February 27, 2009

What Happens When the Freeway is Closed for Repairs? Early Results from Fix I5 Project


Dr. Michael Zhang, Professor, Civil and Environmental Engineering, UC Davis


:A section of I-5 from Richards Blvd. to the U.S. Highway 50/Capitol City Freeway Interchange in downtown Sacramento, also known as the “boat section”, was shut off from May 30 to July 28 last summer to replace pavement and improve drainage. The boat section is on a major commuting route in the area and carries about 190,000 vehicles on a typical weekday. It is also a major truck route in the central valley. The public were advised to take transit, telecommute, carpool, use alternative routes and alternative work schedules, and reduce the number of trips to the affected area to relive traffic congestion and reduce air pollution during the I-5 closures.
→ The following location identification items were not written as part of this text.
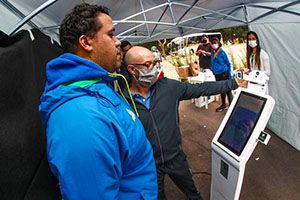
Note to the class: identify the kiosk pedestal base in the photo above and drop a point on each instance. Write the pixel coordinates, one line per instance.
(227, 178)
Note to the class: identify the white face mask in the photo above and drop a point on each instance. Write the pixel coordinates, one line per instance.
(252, 43)
(215, 46)
(147, 77)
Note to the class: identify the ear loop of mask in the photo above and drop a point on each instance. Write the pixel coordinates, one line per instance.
(127, 86)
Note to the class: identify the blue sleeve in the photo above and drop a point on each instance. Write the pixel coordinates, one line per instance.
(83, 152)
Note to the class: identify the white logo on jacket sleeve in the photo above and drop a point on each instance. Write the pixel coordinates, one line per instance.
(131, 113)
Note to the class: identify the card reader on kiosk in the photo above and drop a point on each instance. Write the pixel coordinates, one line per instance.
(236, 139)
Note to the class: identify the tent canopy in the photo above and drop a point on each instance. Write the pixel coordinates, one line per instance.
(140, 21)
(277, 23)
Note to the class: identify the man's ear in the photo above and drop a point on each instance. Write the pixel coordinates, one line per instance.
(85, 42)
(130, 69)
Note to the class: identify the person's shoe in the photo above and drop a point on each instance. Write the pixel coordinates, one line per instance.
(221, 108)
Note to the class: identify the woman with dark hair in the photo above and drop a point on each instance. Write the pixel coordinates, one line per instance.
(257, 58)
(222, 67)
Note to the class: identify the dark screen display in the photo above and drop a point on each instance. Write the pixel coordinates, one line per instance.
(241, 122)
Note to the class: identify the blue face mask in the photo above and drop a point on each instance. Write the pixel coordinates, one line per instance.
(147, 77)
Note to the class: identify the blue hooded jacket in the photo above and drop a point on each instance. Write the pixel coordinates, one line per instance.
(96, 145)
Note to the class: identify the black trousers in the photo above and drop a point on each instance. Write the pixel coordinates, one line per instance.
(220, 77)
(179, 171)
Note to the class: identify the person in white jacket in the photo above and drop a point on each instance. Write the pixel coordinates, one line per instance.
(257, 58)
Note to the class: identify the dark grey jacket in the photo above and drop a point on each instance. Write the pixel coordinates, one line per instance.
(161, 122)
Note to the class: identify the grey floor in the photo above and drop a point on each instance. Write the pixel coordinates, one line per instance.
(272, 172)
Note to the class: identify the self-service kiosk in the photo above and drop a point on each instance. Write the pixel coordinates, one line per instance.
(236, 139)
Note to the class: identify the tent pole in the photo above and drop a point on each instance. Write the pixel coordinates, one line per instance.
(17, 12)
(30, 16)
(145, 19)
(246, 16)
(171, 10)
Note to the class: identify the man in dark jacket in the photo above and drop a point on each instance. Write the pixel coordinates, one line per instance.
(157, 105)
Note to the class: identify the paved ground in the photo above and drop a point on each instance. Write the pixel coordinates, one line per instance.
(272, 172)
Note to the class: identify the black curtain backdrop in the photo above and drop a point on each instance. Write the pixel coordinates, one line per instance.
(24, 170)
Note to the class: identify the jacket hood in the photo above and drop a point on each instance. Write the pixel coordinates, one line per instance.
(64, 70)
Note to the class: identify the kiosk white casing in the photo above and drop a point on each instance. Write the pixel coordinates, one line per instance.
(229, 161)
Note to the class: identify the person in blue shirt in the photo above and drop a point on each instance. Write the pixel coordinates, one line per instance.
(157, 101)
(222, 68)
(96, 145)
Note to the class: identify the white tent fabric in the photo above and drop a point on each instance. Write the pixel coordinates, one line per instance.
(277, 23)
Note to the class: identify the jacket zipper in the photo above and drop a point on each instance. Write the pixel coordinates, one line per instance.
(158, 138)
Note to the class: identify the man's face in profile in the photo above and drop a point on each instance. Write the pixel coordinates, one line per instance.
(105, 45)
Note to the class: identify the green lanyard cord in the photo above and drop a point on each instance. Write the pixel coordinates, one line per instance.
(127, 86)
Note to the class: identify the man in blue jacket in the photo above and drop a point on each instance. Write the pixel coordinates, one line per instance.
(157, 102)
(222, 67)
(96, 145)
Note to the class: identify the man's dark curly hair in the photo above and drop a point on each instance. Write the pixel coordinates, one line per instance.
(81, 21)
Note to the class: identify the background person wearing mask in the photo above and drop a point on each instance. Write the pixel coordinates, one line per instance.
(221, 66)
(257, 58)
(204, 53)
(96, 146)
(157, 102)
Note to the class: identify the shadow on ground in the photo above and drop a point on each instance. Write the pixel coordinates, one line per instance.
(272, 172)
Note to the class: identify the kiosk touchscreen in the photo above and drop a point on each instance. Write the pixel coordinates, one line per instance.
(235, 141)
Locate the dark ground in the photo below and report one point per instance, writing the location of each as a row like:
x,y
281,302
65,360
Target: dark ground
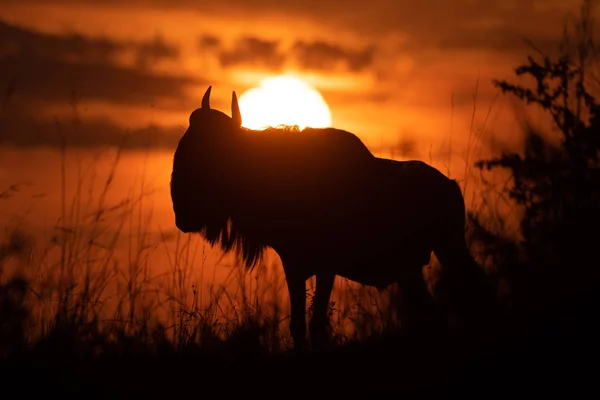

In this talk, I’ll present some initial findings of our fix-i5 study funded by the California Environmental Protection Agency (CalEPA), through which various kinds of traffic, transit and travel behavior data were collected before, during and after the I-5 closures. I’ll show where and how we collected the data, and what the data reveal about changes in vehicular traffic flow patterns and transit ridership in the region.

Biographical Sketch

Michael Zhang is currently a professor in the Civil and Environmental Engineering Department at University of California Davis. He is also affiliated with the Institute of Transportation Studies, and a faculty member in the Graduate Program of Transportation Technology and Policy and the Graduate Program of Applied Mathematics at UC Davis. Dr. Zhang’s current research focuses on applications of systems theory to transportation systems analysis and operations. Specific topics include traffic flow modeling, adaptive ramp metering, estimation of Origin-Destination demands, work zone and corridor traffic management, congestion pricing, and intelligent transportation systems such as the application of wireless communications and grid computing technology to distributed, on-demand traffic management. Dr. Zhang received his BS degree in Civil Engineering from Tongji University (Shanghai, China), and his MS and PhD degrees in Engineering from University of California Irvine. Prior to his UC Davis appointment, he has taught at the University of Iowa from 1995 to 1998. Professor Zhang is an Area Editor of the Journal of Networks and Spatial Economics and Associate Editor of Transportation Research, Part B:Methodological.